To explore the mechanism underlying the associations between HBV, TG and apoptosis, the mRNA levels of 5 genes in 3 UPR pathways: The ATF6 gene in the ATF6 pathway; the XBP1 gene in the IRE1 pathway and the ATF4, CHOP and GADD34 genes in the PERK pathway, were examined. The ATF6, ATF4, CHOP and GADD34 genes were examined by qPCR, and XBP1 mRNA splicing was evaluated by RT-PCR. The results of these analyses are summarized in Fig. 5. The mRNA levels of CHOP, GADD34 and XBP1 increased significantly subsequent to TG treatment, as illustrated in Fig. 5A, and the mRNA levels of ATF6 and ATF4 exhibited increases, as demonstrated in Fig. 5B. According to this analysis, CHOP appeared to be the gene of greatest importance. Subsequent to TG treatment, the level of CHOP mRNA increased by 42- to 95-fold in the HepG2 cells, and 10- to 30-fold in the HepG2.2.15 cells. At each time point, the level of CHOP mRNA expression was significantly higher in the HepG2 cells compared with the HepG2.2.15 cells (P<0.001). When the HepG2.2.15 cells were treated with IFNα-2A and TG, the CHOP mRNA expression levels were 1.16 and 1.11-fold higher than the expression levels without IFNα-2A at 72 and 96 h (P<0.05). Western blotting also confirmed that the protein levels of CHOP were higher in the HepG2 cells than in the HepG2.2.15 cells at each time point subsequent to treatment with TG, as demonstrated in Fig. 6.

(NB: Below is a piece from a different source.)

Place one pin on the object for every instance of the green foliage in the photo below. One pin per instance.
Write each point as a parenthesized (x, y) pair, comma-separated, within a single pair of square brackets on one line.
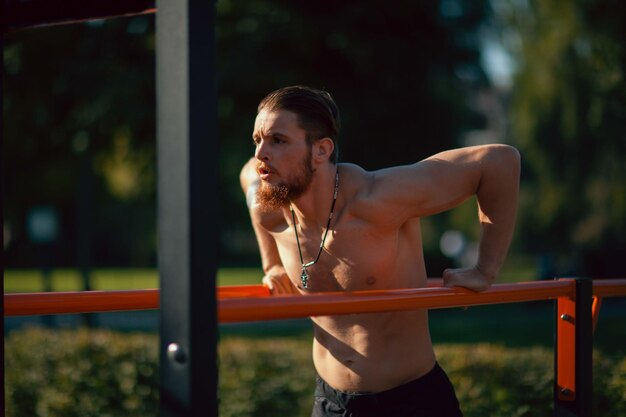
[(272, 377), (567, 118), (81, 373), (79, 106), (101, 373)]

When CHOP was overexpressed in the HepG2.2.15 cells, the proliferation rate decreased by 6.5% at 24 h and 19.6% at 96 h, relative to the wild-type cells (P<0.01), whilst in contrast, CHOP knockdown in the HepG2 cells increased proliferation 8.1% at 24 h and 12.5% at 96 h (P<0.05), as demonstrated in Fig. 7.